Merci pour ce travail de signalement, Blandine. Je suis allé voir à mon tour ce site et j'en ai tiré quelques analyses.
http://joannic-arnoi.over-blog.fr/article-13838343.html
Ces gens-là sont d'une hypocrisie sans nom.
J'ai rencontré une dame qui écrivait ce genre de critique, peut-être même bien pour "choisir un livre". Elle est venue me voir dans un salon et m'a dit, à propos d'un de mes romans qui parlait de marginalité, de drogues, etc. : "Votre livre est très bien, contre la drogue : ça montre aux jeunes ce qui ne faut pas faire"...
A l'époque (2000) j'avais été sciée par ces propos, vu que mon livre, justement, n'apportait aucun jugement, et n'était surtout pas un livre "pour montrer aux jeunes ce qu'il ne fallait pas faire".
J'ai retrouvé aussi cette critique sur un de mes petits romans :
"Des situations rocambolesques, la description de parents égoïstes, une histoire tissée de bout en bout par des mensonges... Il faut faire la part des choses pour en tirer une réflexion intéressante." (sic !)
En fait, ce ne sont que de vieux grincheux, de vieux réacs rassis (voire pire).
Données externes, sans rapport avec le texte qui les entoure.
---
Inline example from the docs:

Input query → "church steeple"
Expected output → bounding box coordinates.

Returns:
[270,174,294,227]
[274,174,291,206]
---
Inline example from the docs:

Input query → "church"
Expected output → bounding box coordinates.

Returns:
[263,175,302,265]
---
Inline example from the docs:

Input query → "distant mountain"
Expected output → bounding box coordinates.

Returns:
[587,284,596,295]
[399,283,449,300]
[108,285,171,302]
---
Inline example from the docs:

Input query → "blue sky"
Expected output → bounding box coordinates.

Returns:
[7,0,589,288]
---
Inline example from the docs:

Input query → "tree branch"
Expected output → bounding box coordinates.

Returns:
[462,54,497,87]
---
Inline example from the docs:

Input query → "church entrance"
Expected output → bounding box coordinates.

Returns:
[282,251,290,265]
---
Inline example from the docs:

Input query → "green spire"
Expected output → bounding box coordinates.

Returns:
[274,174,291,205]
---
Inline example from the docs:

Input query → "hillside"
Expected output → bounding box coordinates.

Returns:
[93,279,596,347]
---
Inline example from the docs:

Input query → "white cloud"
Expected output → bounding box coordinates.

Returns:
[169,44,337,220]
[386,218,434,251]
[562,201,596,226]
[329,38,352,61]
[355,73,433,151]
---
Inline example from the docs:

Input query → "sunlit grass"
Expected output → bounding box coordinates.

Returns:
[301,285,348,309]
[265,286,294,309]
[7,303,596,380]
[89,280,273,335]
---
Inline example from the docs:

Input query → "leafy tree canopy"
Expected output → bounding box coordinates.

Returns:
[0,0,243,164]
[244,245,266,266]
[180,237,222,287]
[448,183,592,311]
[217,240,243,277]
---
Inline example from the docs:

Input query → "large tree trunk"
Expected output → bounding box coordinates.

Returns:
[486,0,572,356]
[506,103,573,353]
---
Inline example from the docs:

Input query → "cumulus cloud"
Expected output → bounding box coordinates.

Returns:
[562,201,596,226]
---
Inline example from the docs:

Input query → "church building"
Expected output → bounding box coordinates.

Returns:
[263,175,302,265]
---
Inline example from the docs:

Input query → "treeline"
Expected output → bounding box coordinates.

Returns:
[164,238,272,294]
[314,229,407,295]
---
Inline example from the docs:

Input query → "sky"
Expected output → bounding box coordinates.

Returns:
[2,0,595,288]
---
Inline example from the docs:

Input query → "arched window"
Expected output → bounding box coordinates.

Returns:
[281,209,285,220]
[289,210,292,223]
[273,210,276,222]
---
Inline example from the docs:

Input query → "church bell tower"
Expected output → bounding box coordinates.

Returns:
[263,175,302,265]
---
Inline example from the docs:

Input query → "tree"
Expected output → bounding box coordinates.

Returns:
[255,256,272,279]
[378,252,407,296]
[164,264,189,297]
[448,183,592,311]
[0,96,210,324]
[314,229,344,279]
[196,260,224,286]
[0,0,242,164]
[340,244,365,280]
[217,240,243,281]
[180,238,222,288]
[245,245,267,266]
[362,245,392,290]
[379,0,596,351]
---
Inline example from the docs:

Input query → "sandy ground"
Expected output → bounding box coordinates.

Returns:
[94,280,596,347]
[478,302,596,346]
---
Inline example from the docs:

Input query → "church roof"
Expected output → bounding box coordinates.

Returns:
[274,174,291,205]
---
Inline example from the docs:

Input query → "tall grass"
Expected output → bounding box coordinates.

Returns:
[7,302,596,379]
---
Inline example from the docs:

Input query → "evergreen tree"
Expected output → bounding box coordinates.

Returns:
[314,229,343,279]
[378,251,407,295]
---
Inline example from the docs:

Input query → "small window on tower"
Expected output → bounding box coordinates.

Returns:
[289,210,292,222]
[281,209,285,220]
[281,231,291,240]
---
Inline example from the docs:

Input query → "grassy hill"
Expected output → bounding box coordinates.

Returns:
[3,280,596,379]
Ils n'apportent rien à la littérature si ce n'est leur morale qu'ils assènent à tout va. Ce sont sûrement eux qu'il faudrait mettre aux oubliettes ;-) (j'ai pas dit à la poubelle, hein !)
Aux oubliettes, c'est certain ! On retrouve en tout cas dans le témoignage que vous rapportez le désir d'une littérature fonctionnelle, qui ne serve qu'à alimenter des "débats"... rien à voir avec le goût de lire.
Ce qui est plus inquiétant, ce sont les propos réactionnaires, homophobes et j'en passe... souvent amenés de manière très insidieuse.